For the second phase of the line, I wanted a balloon loop at one end. This extension proved to be a lot easier to build than the original line since the Ruston was used to haul the track panels and other loads to where they were needed. I decided to follow the same process as phase one and lay the panels on the grass to determine exactly where the trench should be dug.
I laid the point and straight track in position. In order to have a smooth circle, I needed to find the centre. I did this with two pieces of wire attached to a central rod with a nail at each end. These were 636.6cm (the outer rail radius) and 809.5cm long. By putting the nail attached to the shorter at the end of the outer rail on the straight track, and the nail attached to the longer two track panels (500cm) along I had three sides of a right angled triangle and could locate the centre of the circle with the rod. This was calculated by Pythagoras' equation, i.e. 636.6 x 636.6 x 500.0 x 500.0 = 809.5 x 809.5.
I positioned each curved panel in turn, using the wire a radius long attached to the central rod as a guide to ensure absolute accuracy.
By the time I finished the loop, my precalculated track panels fitted exactly and smoothly. I painted a 50cm wide track bed outline in white gloss paint. To ensure a perfect curve, I attached the paintbrush to the wire that I had used to initially align the track, and lengthened this for the outside, and shortened it for the inside lines.
There was however one small problem. It was clear that there was a quite severe drop in the ground level at one point under the track, and I decided that unlike the phase one straight, I would need to survey the route to try to even out the gradients. I used two techniques. Firstly I fixed two cut plastic water bottles at either end of a 20 metre hose. When filled with water, one end is raised or lowered so that the level is equal in both bottles. These two levels are equal, and the drop down to the ground can be measured. From this I found that the maximum drop from the point was 23cm.

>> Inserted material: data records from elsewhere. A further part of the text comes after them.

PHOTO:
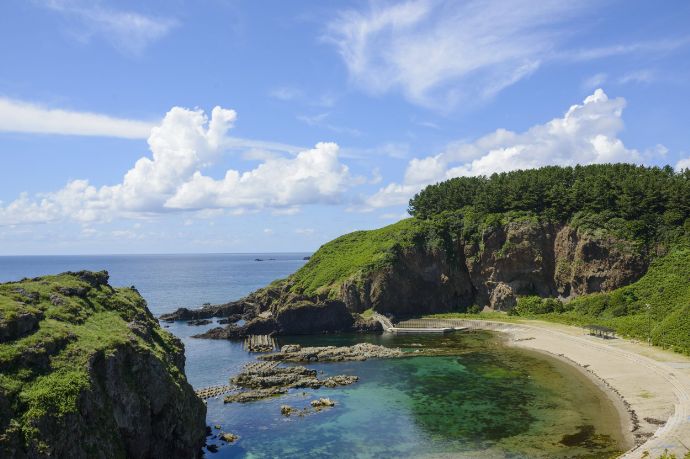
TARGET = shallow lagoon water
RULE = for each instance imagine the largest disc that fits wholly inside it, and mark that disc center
(482, 399)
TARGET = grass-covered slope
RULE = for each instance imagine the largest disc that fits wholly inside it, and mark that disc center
(354, 253)
(61, 339)
(665, 288)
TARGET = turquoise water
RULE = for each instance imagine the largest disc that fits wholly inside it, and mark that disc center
(484, 401)
(479, 399)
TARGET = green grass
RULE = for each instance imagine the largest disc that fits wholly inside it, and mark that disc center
(44, 371)
(665, 288)
(354, 254)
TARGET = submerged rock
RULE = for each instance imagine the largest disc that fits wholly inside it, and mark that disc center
(228, 437)
(252, 395)
(199, 322)
(361, 351)
(322, 402)
(265, 380)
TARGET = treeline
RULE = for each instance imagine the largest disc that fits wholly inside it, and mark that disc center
(648, 202)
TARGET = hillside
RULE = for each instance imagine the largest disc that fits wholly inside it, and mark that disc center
(656, 307)
(85, 371)
(574, 239)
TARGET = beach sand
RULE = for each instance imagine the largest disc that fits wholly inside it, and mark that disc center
(649, 386)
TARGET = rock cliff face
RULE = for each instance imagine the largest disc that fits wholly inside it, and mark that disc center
(519, 258)
(85, 371)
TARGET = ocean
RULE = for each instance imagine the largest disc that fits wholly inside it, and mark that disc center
(481, 399)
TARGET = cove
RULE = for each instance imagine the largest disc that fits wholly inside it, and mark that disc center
(476, 397)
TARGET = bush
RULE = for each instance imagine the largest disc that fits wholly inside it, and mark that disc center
(531, 305)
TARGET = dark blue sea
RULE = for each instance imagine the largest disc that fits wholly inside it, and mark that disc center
(481, 400)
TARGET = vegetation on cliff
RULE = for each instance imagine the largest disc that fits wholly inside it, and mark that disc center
(646, 204)
(656, 307)
(85, 371)
(584, 232)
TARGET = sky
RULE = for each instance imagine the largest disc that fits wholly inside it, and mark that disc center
(195, 126)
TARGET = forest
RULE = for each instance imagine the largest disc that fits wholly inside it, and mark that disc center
(648, 204)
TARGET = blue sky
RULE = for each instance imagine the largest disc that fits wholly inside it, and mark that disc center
(331, 115)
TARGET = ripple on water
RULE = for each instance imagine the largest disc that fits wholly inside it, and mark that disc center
(480, 400)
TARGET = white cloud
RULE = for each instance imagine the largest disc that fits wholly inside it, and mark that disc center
(19, 116)
(321, 120)
(127, 31)
(595, 81)
(652, 46)
(286, 93)
(441, 53)
(396, 150)
(586, 134)
(184, 143)
(638, 76)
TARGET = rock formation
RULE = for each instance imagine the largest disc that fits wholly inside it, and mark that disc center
(505, 262)
(87, 372)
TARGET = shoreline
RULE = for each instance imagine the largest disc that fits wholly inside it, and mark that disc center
(650, 388)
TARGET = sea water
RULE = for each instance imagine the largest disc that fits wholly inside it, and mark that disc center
(479, 398)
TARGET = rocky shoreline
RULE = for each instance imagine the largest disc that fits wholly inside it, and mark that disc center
(267, 378)
(358, 352)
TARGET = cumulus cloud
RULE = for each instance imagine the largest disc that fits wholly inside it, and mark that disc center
(422, 46)
(171, 179)
(586, 134)
(19, 116)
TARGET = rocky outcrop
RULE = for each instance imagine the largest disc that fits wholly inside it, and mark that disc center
(520, 258)
(358, 352)
(270, 380)
(91, 374)
(507, 261)
(276, 310)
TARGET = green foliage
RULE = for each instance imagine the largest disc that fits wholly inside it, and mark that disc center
(644, 204)
(532, 305)
(665, 288)
(353, 255)
(45, 370)
(360, 251)
(474, 309)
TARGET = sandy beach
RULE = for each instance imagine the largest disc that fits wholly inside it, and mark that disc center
(649, 386)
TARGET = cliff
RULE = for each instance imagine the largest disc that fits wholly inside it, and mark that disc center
(417, 267)
(85, 371)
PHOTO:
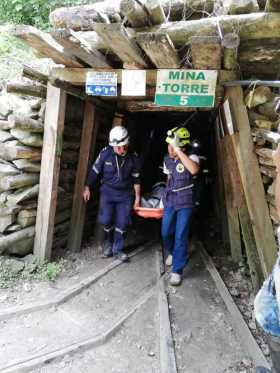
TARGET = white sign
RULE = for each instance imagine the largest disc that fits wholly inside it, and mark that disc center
(101, 83)
(133, 83)
(190, 88)
(228, 118)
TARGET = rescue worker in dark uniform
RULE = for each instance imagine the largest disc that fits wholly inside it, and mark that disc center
(119, 172)
(178, 200)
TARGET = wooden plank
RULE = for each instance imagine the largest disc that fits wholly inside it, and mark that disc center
(117, 38)
(252, 181)
(80, 48)
(54, 125)
(160, 49)
(219, 198)
(89, 133)
(231, 203)
(32, 74)
(46, 45)
(137, 106)
(245, 230)
(206, 52)
(77, 76)
(250, 247)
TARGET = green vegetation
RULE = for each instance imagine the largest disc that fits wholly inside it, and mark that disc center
(32, 12)
(11, 274)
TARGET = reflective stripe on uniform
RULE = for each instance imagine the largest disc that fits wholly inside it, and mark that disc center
(108, 229)
(95, 169)
(183, 188)
(119, 230)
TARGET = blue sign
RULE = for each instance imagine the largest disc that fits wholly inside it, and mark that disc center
(101, 83)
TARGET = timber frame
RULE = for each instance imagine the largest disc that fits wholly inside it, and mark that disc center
(128, 35)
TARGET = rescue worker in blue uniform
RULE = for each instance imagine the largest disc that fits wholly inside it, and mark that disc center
(178, 200)
(119, 171)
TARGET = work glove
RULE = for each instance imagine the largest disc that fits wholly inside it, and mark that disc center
(175, 142)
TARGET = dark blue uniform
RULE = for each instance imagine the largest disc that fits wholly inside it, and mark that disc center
(118, 175)
(178, 204)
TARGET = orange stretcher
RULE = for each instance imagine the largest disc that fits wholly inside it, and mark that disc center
(146, 212)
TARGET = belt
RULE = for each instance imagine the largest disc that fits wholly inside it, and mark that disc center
(183, 188)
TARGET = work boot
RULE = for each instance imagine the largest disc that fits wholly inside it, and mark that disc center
(175, 279)
(107, 250)
(123, 257)
(262, 370)
(168, 261)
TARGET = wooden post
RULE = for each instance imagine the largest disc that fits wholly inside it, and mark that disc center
(231, 199)
(54, 125)
(88, 140)
(251, 181)
(206, 52)
(220, 197)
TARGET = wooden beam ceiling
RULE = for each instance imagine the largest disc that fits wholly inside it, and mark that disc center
(160, 49)
(74, 43)
(46, 45)
(118, 39)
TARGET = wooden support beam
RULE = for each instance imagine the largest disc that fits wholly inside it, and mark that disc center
(272, 6)
(206, 52)
(88, 141)
(219, 192)
(160, 49)
(231, 199)
(32, 74)
(137, 106)
(135, 12)
(251, 181)
(118, 39)
(84, 17)
(250, 27)
(78, 76)
(80, 48)
(156, 11)
(27, 89)
(46, 45)
(54, 125)
(230, 45)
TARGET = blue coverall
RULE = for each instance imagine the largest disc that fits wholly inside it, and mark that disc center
(178, 205)
(118, 175)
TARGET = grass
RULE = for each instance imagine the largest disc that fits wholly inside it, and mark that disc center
(14, 54)
(42, 272)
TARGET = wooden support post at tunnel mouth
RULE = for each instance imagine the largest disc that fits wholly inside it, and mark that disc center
(88, 141)
(54, 125)
(252, 182)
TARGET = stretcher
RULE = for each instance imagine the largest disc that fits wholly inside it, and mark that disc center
(148, 212)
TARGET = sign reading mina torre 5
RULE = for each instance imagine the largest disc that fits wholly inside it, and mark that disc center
(190, 88)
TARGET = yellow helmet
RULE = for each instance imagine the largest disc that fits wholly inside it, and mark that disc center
(182, 133)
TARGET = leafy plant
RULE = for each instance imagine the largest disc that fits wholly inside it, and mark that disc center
(32, 12)
(50, 271)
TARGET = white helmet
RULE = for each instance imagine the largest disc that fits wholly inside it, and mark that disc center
(118, 136)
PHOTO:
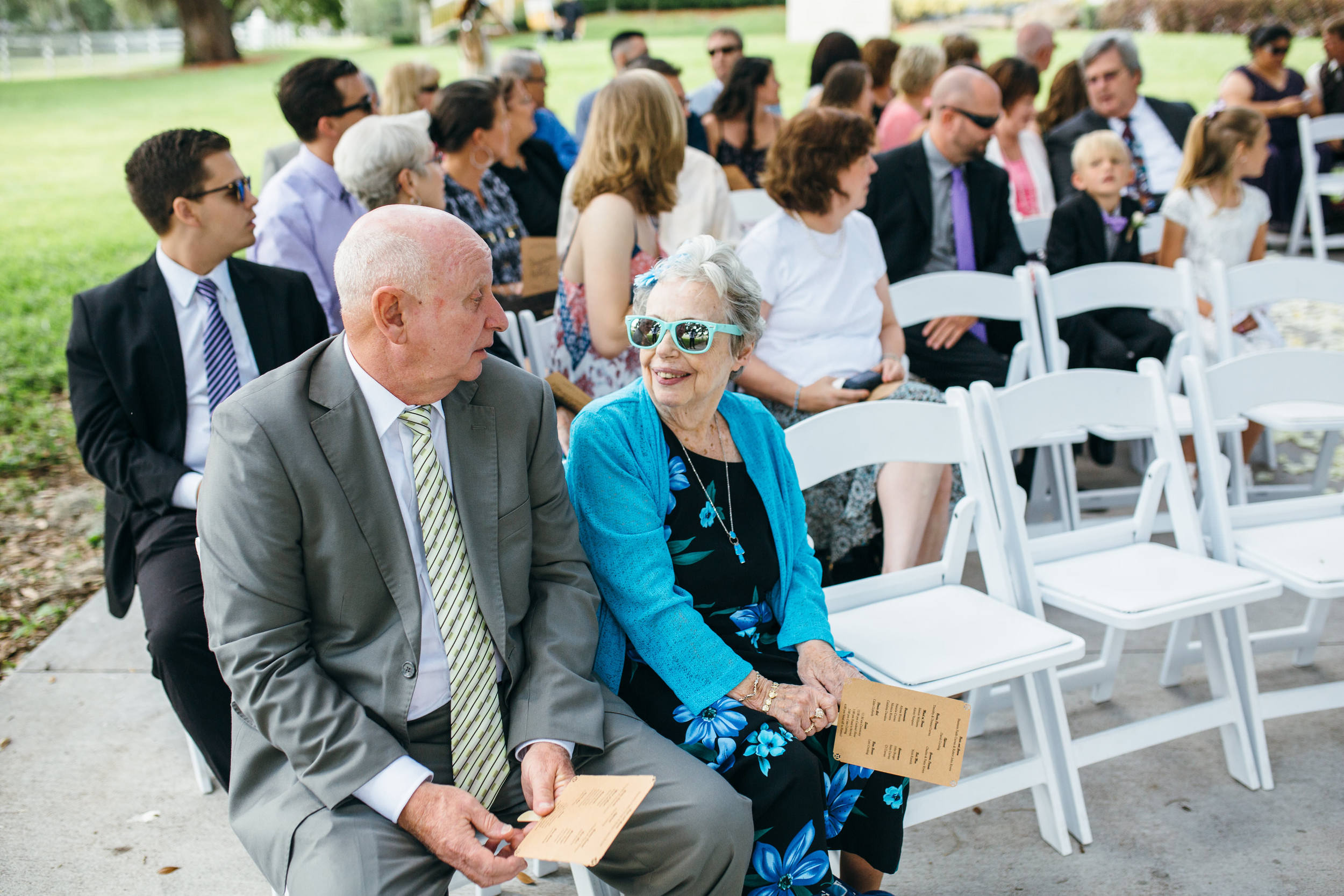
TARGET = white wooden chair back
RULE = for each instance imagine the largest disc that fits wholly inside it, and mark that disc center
(1033, 233)
(1270, 280)
(752, 207)
(870, 433)
(980, 295)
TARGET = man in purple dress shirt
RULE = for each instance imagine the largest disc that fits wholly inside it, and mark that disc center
(304, 211)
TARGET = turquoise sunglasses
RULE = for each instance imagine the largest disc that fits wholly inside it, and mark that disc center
(692, 338)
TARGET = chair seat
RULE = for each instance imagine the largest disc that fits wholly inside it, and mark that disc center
(1143, 577)
(1308, 548)
(1299, 417)
(940, 633)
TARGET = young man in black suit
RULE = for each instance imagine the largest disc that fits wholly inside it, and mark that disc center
(918, 195)
(151, 355)
(1152, 130)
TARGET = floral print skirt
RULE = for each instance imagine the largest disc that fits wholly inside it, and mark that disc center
(842, 511)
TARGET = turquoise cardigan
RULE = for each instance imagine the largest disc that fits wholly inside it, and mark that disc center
(617, 475)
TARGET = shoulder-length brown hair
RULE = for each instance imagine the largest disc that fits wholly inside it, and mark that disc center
(635, 144)
(803, 167)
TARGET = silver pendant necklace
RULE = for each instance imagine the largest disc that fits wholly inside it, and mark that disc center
(730, 527)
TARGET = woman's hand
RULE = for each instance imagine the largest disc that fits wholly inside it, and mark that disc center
(820, 666)
(891, 370)
(823, 396)
(795, 707)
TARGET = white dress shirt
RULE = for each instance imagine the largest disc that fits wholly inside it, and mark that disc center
(192, 316)
(1162, 154)
(389, 792)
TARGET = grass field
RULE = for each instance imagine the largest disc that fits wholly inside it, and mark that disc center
(68, 225)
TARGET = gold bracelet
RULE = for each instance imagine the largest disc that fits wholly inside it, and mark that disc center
(769, 699)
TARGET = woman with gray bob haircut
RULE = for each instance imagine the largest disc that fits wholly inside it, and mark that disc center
(386, 160)
(713, 625)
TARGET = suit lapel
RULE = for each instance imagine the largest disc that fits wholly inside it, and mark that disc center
(347, 439)
(163, 321)
(254, 308)
(474, 454)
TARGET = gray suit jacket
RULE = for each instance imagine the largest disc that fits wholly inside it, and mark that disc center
(311, 590)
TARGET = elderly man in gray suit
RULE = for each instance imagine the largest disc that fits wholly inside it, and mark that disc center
(402, 610)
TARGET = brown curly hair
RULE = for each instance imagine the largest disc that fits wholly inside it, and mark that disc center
(803, 167)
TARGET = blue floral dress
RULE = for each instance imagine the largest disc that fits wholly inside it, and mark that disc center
(803, 801)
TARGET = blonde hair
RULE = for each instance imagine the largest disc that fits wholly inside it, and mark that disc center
(1097, 143)
(917, 68)
(401, 89)
(636, 141)
(1211, 144)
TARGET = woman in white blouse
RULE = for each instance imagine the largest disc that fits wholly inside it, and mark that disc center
(1017, 147)
(828, 318)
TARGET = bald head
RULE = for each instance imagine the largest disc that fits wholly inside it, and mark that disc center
(967, 104)
(414, 286)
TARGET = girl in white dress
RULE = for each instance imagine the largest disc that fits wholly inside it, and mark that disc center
(1213, 216)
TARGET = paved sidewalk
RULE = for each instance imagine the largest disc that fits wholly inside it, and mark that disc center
(95, 746)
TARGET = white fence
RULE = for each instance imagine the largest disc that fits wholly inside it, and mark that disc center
(74, 53)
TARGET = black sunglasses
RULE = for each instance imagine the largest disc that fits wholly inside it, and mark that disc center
(238, 187)
(366, 104)
(984, 123)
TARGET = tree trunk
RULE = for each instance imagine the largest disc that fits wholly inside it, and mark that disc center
(206, 33)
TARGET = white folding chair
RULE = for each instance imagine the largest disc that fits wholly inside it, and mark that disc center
(1233, 293)
(752, 207)
(1296, 540)
(1112, 572)
(512, 338)
(923, 629)
(1033, 233)
(1315, 184)
(538, 336)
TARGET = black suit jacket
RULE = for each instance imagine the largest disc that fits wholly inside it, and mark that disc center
(1060, 141)
(1078, 237)
(901, 207)
(128, 389)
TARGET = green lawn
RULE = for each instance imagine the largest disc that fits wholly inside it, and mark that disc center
(68, 224)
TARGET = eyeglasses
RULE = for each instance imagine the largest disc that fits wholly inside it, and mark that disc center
(364, 104)
(984, 123)
(238, 187)
(692, 338)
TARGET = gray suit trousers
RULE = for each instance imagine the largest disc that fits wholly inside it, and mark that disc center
(690, 837)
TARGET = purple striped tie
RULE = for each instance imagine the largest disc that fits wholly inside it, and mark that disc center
(221, 362)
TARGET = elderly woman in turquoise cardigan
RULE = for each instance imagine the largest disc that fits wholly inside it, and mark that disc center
(714, 626)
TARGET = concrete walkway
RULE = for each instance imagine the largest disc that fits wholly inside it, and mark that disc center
(95, 746)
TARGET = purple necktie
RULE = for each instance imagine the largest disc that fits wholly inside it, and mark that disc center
(964, 238)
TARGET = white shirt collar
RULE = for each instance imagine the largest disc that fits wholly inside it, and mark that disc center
(383, 406)
(182, 283)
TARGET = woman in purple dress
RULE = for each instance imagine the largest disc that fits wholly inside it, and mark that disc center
(1280, 93)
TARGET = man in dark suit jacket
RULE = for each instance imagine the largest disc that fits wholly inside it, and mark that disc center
(1154, 130)
(910, 202)
(149, 358)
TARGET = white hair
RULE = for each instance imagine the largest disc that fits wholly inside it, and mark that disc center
(374, 152)
(705, 260)
(370, 259)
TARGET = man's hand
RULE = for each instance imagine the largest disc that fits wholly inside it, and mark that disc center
(546, 770)
(945, 332)
(447, 820)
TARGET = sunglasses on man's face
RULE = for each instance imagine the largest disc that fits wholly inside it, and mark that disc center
(984, 123)
(692, 338)
(366, 105)
(238, 190)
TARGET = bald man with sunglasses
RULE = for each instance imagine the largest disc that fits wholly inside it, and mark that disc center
(940, 206)
(151, 355)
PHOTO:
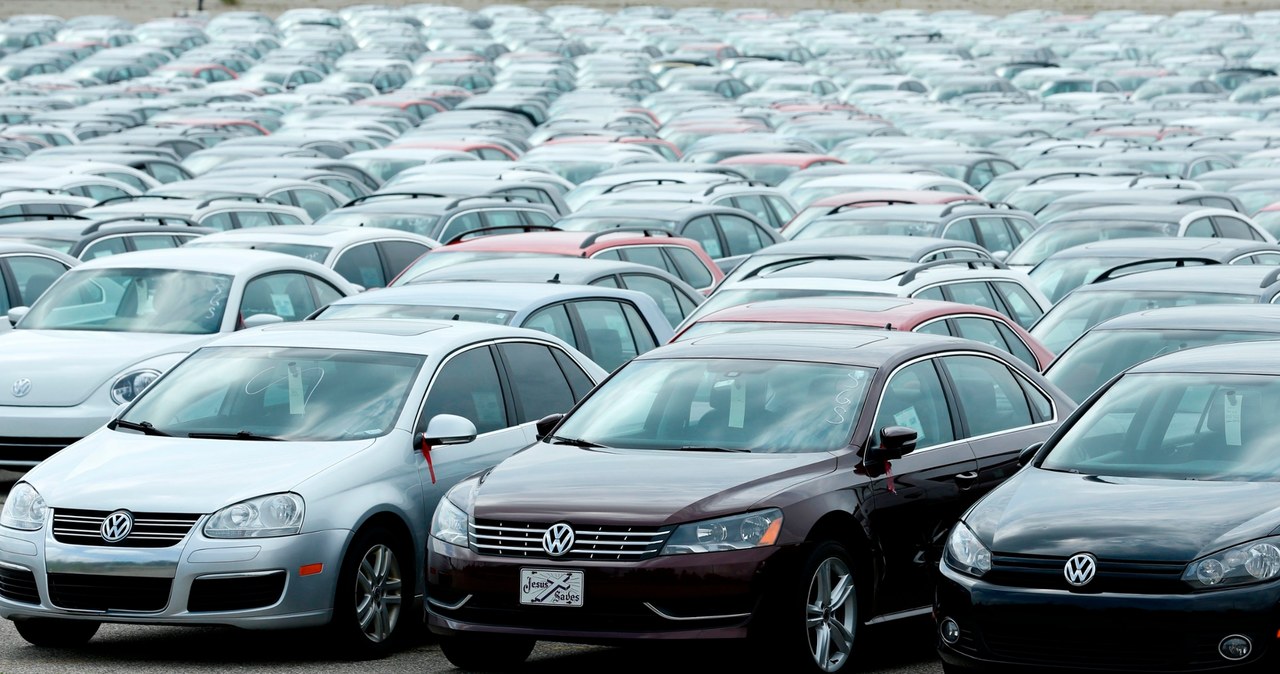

I then carried out a more detailed survey. Taking the ground level at the point as my reference, I drove a wooden stake into the ground every 220cm along the route. A straight piece of wood was laid from the reference to the first stake, and the stake driven into the ground until a spirit level placed on the wood was level. This was then repeated from the first stake to the second and so on. From this I produced a gradient profile of the route, shown on the track plan and loop gradient page.
The maximum gradient was around 1 in 20, in a quite severe dip. However, by taking a constant 1 in 80 gradient down from the point to this, and a 1 in 300 back up, it was possible to even out the dips, and keep the top of the concrete edging that I use at a reasonably constant depth, again as shown on the track plan and loop gradient page. To ensure a constant gradient when I laid the concrete edging, I cut a piece of wood 80cm long, and fixed a piece of metal protruding down by 1cm at one end. When this was laid on the edging, it gave a 1 in 80 gradient when the spirit level laid on the wood was level.
I dug the trench by hand to ensure a very smooth gradient - this was a lot harder than using the mini digger, but at least it was only around 40 metres! The Ruston and wagon were used for hauling all the loads down to the excavation site. The trench was lined with terram and filled with a layer of road core topped with 14mm limestone ballast as per the original track bed.
In order to allow fairly high speed running round the loop, the track bed was given a camber so that the outer rail was higher than the inner. A test train with a spirit level laid on a wagon was used to ensure that the camber was constant throughout the curve. I have shot into the curve at full speed (nearly 8 mph) from the downhill straight without coming off - but it was close! For most running the speed will be limited to 5 mph into the curve.
The completed loop. I constructed a lift off bridge on the far side to allow mower access to the centre.